# Heartsick about Friday SCOTUS



## TrueblueTexican (Aug 29, 2005)

Lord forgive me when I sliced off that mans ear with a sword, thank you Lord for putting it back in place and healing the wound. Lord FORGIVE me for not falling on my knees and seeking your counsel before I acted. Lord forgive me for not PRAYING daily that you would remove EVIL men from the seat of government. Lord you who took down Kings and made them to eat grass, Lord you who HUMBLE proud men before the world, Lord You who are in ultimate control, but also you Lord who hear and answer prayer of righteous men.

Lord you who hear our groaning when there are no words to say. Please God send REVIVAL to the United States, Lord GOD humble proud leaders of this country, and in asking that I know I might not like the form your judgement takes. Lord shelter and protect those I love in the coming judgement, Lord give time and open ears to those who would hear your word and turn from Evil which walks our land.

I thank GOD for the Spirit which dwells within me - for without it I would be LOST !!


----------



## KeeperTX (Jul 8, 2013)

Amen brother. Yes judgement is coming and the only refuge is found in Jesus Christ.


----------



## jdipper1 (Jul 18, 2007)

The Bible tells of exactly what is happening now. Read II Peter and you will understand that this is fortold. GOD help us.

GOD Bless,
John


----------



## Danny O (Apr 14, 2010)

Sad day for America. A culmination of 50+ years of the sexual revolution and Roe vs Wade has caused our moral compass to point directly to hell. May God have mercy on us.


----------



## atcfisherman (Oct 5, 2006)

Amen!!!


----------



## tngbmt (May 30, 2004)

> if anyone causes one of these little ones--those who believe in me--to stumble, it would be better for them to have a large millstone hung around their neck and to be drowned in the depths of the sea.

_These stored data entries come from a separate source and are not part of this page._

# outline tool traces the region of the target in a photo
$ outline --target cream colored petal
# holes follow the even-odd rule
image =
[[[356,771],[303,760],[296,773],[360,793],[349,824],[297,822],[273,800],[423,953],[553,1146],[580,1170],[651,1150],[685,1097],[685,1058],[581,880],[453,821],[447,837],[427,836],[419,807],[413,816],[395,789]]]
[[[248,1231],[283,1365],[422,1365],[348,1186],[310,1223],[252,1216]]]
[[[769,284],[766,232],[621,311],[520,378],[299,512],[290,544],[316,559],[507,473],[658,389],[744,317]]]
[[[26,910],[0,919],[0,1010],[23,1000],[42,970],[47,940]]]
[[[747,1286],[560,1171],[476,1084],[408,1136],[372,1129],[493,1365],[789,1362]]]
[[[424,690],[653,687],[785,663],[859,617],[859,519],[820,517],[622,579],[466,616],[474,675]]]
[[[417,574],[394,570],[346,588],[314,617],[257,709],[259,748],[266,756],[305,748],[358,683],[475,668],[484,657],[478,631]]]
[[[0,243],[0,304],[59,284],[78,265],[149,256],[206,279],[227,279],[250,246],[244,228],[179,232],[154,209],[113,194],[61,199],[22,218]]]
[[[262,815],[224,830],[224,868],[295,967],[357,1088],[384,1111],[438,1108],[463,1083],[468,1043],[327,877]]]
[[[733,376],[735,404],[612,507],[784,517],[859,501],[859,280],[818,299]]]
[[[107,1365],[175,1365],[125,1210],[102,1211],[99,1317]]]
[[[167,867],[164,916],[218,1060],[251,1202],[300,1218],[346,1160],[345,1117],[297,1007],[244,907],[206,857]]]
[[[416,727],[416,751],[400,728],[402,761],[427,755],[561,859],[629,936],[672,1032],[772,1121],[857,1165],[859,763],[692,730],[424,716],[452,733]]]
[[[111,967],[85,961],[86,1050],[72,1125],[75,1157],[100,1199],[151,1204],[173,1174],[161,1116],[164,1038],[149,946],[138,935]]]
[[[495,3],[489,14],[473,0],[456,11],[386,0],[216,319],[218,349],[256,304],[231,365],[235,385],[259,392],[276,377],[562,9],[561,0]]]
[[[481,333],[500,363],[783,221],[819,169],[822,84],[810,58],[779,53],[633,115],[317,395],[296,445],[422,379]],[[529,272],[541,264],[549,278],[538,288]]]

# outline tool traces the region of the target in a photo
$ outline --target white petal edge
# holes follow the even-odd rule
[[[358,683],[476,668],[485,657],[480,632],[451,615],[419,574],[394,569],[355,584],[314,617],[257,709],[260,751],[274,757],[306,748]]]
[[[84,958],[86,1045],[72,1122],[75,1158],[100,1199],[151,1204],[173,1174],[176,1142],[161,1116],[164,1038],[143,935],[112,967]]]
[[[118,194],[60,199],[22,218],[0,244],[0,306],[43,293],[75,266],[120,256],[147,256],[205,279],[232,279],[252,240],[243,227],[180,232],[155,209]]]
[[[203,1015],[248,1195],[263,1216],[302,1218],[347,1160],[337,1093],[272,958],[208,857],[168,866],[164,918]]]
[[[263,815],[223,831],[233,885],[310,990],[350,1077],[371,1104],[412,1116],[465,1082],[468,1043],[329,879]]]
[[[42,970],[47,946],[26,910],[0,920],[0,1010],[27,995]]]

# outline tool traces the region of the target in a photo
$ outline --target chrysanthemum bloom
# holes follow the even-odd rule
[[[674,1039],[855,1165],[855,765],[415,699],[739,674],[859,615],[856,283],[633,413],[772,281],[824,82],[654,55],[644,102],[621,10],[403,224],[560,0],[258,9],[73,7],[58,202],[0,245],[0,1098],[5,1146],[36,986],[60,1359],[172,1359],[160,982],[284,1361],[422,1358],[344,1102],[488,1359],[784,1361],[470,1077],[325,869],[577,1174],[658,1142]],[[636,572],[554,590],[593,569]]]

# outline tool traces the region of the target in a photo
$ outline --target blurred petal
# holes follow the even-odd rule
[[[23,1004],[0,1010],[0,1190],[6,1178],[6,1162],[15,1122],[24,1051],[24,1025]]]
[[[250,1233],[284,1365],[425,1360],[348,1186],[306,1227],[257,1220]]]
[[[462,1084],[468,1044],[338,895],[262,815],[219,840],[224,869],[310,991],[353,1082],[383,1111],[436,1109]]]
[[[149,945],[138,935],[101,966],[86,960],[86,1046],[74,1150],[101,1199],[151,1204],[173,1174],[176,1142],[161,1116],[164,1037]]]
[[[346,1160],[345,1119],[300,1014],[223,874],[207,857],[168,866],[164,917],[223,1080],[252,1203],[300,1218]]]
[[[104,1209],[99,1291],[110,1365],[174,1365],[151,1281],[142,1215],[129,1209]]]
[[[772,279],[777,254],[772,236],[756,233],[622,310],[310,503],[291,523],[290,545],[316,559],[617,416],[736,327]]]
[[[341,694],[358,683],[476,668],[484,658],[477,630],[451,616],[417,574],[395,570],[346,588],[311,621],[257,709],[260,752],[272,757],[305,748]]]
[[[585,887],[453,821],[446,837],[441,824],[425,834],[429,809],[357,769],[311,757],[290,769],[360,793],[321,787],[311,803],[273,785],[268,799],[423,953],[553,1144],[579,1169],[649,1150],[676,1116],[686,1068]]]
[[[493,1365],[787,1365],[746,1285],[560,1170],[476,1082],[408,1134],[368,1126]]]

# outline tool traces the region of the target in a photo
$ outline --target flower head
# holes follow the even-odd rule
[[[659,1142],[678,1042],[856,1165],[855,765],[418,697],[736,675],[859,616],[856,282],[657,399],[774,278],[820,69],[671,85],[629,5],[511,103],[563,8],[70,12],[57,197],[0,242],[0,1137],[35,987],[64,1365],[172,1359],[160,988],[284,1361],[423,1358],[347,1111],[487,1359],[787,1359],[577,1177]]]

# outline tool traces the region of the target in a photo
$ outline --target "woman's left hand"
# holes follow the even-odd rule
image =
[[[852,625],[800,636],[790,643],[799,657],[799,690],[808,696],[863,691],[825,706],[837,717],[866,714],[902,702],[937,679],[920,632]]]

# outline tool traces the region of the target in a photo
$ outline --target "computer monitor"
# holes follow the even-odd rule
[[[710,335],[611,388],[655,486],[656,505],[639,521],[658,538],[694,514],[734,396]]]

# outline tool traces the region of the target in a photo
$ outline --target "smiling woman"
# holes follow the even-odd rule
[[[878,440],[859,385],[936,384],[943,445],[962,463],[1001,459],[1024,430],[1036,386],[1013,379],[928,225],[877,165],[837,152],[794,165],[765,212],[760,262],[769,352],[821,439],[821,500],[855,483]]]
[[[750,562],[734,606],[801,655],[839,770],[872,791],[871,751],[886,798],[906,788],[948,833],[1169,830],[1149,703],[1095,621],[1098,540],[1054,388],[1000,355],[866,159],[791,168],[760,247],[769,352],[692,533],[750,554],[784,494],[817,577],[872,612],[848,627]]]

we as a nation just told our children that it is OK to sin .. we promote & glorify that 'feel good' option and turned away from the Lord
i fear the consequences that my children & their children will face.


----------



## bigfishtx (Jul 17, 2007)

The only "we" is the scumbag demorats and progressives. We didn't say it was ok for g
****'s to wed, THEY did


----------



## Seeker (Jul 6, 2009)

Pet Spoon said:


> Sad day for America. A culmination of 50+ years of the sexual revolution and Roe vs Wade has caused our moral compass to point directly to hell. May God have mercy on us.


^^^^^^^^^^^^^^^^^^^^^^^^^^^^^^^^^^^^^^^

This...

Nailed it!


----------



## jimk (May 28, 2004)

Temporary happiness for a few at a terrible cost to a nation.

I wonder what word will be devised to describe someone who hates Christians.


----------